J'avais pour habitude de dire que je vivais dans un univers singulier, dans une enveloppe sonore. Cette enveloppe sonore était d'autant plus présente quand les ailes des prisons C et D n'étaient pas encore fermées. Tous les bruits de la prison, les détenus, les transferts en fourgons, les vas et viens des visites des familles ou encore les bruits la nuit, qui sont des bruits de solidarité, des copains, des amis, des membres de la famille qui viennent crier leur soutien pendant la nuit, faire vrombir un moteur de moto, par exemple, tout ça participe à cette enveloppe sonore pour les riverains. En fait le travail photographique D'entre eux amorçait déjà le film de par son titre, mais aussi par cette notion de faire partie, d'être dans cette enveloppe sonore. Et ce qui est devenu une évidence, c'est qu'à chaque retour de reportage, je me demandais comment je pouvais faire pour passer de l'autre côté du mur, pour raconter ce qu’il s'y passait et au final, tenter de faire un film avec mes voisins. 
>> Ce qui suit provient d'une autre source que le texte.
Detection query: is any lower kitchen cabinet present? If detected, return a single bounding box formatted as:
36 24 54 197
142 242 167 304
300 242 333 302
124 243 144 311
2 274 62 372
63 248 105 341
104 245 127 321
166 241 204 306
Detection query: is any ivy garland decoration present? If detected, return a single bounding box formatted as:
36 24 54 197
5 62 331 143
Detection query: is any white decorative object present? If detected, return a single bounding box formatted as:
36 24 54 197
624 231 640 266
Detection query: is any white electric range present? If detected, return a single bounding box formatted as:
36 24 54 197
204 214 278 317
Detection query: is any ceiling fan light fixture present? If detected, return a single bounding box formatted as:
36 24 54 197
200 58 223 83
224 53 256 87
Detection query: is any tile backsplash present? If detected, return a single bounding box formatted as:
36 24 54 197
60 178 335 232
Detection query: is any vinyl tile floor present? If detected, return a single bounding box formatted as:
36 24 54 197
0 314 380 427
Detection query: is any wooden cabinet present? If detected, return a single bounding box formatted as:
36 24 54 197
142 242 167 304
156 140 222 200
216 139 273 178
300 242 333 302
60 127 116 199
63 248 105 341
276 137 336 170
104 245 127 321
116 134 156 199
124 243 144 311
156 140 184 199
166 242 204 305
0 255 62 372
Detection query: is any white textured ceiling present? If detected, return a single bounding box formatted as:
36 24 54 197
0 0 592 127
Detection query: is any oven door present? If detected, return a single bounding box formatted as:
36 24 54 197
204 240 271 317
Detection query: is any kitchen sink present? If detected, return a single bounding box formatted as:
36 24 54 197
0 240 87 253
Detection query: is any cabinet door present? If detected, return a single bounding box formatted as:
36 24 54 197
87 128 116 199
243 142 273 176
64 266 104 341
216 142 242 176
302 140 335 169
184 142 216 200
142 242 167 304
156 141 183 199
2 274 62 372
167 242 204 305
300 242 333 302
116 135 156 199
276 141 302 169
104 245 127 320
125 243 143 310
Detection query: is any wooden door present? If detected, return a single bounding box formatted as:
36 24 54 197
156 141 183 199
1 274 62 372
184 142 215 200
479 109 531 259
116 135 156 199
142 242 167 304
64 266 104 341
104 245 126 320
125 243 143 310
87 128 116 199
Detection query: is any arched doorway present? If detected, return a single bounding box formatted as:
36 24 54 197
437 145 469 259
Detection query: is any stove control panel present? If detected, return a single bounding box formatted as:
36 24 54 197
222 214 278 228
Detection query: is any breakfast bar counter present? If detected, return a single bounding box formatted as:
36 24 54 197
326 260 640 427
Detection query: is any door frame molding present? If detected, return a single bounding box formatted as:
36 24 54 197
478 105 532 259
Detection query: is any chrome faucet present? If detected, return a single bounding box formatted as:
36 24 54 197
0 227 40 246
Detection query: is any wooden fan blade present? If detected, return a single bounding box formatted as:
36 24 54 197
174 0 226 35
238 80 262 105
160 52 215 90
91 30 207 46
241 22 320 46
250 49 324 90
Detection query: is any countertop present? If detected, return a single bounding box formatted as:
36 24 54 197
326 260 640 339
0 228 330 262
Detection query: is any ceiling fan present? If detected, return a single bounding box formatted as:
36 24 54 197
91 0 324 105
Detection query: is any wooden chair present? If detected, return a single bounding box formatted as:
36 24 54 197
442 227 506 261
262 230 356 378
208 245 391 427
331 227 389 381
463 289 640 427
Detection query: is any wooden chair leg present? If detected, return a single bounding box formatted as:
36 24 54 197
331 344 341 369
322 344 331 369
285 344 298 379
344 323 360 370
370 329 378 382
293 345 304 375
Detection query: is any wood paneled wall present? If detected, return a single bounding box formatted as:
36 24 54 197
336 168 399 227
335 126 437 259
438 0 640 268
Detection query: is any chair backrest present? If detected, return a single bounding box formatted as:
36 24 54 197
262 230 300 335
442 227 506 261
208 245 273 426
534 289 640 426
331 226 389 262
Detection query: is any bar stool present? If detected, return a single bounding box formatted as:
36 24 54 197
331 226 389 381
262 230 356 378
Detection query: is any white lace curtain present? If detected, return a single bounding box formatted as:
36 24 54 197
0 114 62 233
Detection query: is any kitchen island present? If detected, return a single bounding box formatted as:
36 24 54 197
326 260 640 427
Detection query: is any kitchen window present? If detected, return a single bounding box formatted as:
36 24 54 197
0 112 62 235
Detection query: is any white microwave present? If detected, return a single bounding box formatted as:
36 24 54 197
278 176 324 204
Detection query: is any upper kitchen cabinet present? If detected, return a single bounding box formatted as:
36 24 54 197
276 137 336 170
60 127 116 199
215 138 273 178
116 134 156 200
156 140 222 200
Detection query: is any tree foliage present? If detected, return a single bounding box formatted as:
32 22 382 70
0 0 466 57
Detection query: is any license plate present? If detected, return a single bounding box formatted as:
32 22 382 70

Pendant cette période, pendant deux ans et demi, trois ans, j'ai donné un atelier le mercredi en français et le vendredi en anglais, qui avait pour seule fonction finalement de libérer la parole. Je montrais des travaux photographiques, je montrais des films documentaires, les travaux d'autres photographes. Parfois, je rentrais de reportage et je montrais les dernières images que j'avais réalisées quelques jours avant. Et ça permettait à quinze, vingt détenus de se retrouver, sans la présence d'agents ou de personnes de l'administration, et d'être ensemble dans la salle de théâtre à Forest. C'était une très belle pièce avec un écran et un projecteur. Ça permettait aussi de mieux comprendre le travail que je souhaitais faire puisqu’en soi, c'était pour certains assez difficile de comprendre ce qu'était un documentaire.

Ils ont une notion très claire de la fiction. Et le documentaire, pour eux, c'est quasi obligatoirement le fait de se livrer face caméra, et tout le monde avait envie de me raconter son histoire.

 

C. : Plutôt dans l'idée des reportages qu'on peut voir à la télé?

C. G. : Oui, les références étaient les références télévisuelles, ce qu'ils avaient l'habitude de voir comme reportage, principalement sur des chaînes d'information, pendant le journal. Mais c'est surtout le temps long qu'il a fallu expliquer. Pourquoi, après deux ou trois ans, j'étais encore là ? Et finalement, qu'est-ce que je voulais dire que je n'avais pas réussi à capter pendant les premières années ?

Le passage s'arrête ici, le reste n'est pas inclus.